Some 99 million Americans do not have the Real ID-compliant identification, the U.S. Travel Association said.
That’s a lot, and concern is growing that once the October deadline is passed, travelers will be turned away from airports when they cannot provide the approved identification at security checkpoints, potentially causing confusion and chaos.
“If Real ID went into effect tomorrow, almost 80,000 people trying to board a plane would be denied on Day 1,” the U.S. Travel Association said in a statement on Monday.
“This is significant not only because it will inconvenience travelers and create confusion at U.S. airports. It could do significant damage to our nation’s economy,” said Roger Dow, the president and chief executive of the U.S. Travel Association.

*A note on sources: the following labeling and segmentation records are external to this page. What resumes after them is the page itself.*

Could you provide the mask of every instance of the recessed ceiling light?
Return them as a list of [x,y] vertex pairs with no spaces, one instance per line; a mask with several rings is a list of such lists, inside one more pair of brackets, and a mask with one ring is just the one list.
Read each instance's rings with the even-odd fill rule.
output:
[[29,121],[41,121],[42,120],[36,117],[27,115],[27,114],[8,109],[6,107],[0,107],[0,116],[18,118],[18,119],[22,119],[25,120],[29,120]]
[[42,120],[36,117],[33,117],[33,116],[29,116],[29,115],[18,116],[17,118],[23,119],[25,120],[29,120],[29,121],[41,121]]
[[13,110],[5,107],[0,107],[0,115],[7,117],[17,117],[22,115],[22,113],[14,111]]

Many states, which oversee the task of issuing and processing driver’s licenses and many other forms of documents used to prove identification, were slow to adopt. Some have experienced delays, miscommunication with the federal government and technical glitches in their effort to issue Real IDs to residents.
On Monday, the Department of Homeland Security, tasked with implementing the Real ID Act, reminded Americans to get their Real IDs and acknowledged that significant progress has been made in issuing the IDs in less than two years. Forty-seven states are currently issuing the IDs, up from 26 in January 2017.
To receive a Real ID-compliant license, the Department of Homeland Security requires people to provide documentation showing their full legal name, date of birth, Social Security number, two proofs of address of principal residence and lawful status. Licenses are still processed by the state; some states may require more information.
Travelers also have the option of getting an Enhanced ID, which is Real ID-compliant and can be used for domestic travel, as well as for traveling from Canada, Mexico and some Caribbean countries by sea or land, but not on flights. Enhanced IDs are only available to American citizens, while anyone with lawful presence in the United States can get a Real ID.
Most Real ID licenses display a star in the top right corner, and Enhanced ID license have the word “Enhanced” printed across the top span.
The U.S. Travel Association is urging Americans to check their Real ID status at their state’s motor vehicle department. The organization is also asking states to encourage residents to upgrade their license sooner than later.
“We need the travel industry to talk to its customers about Real ID — at hotel front desks, through their customer loyalty programs, at the airport check-in counter,” the organization said in its statement.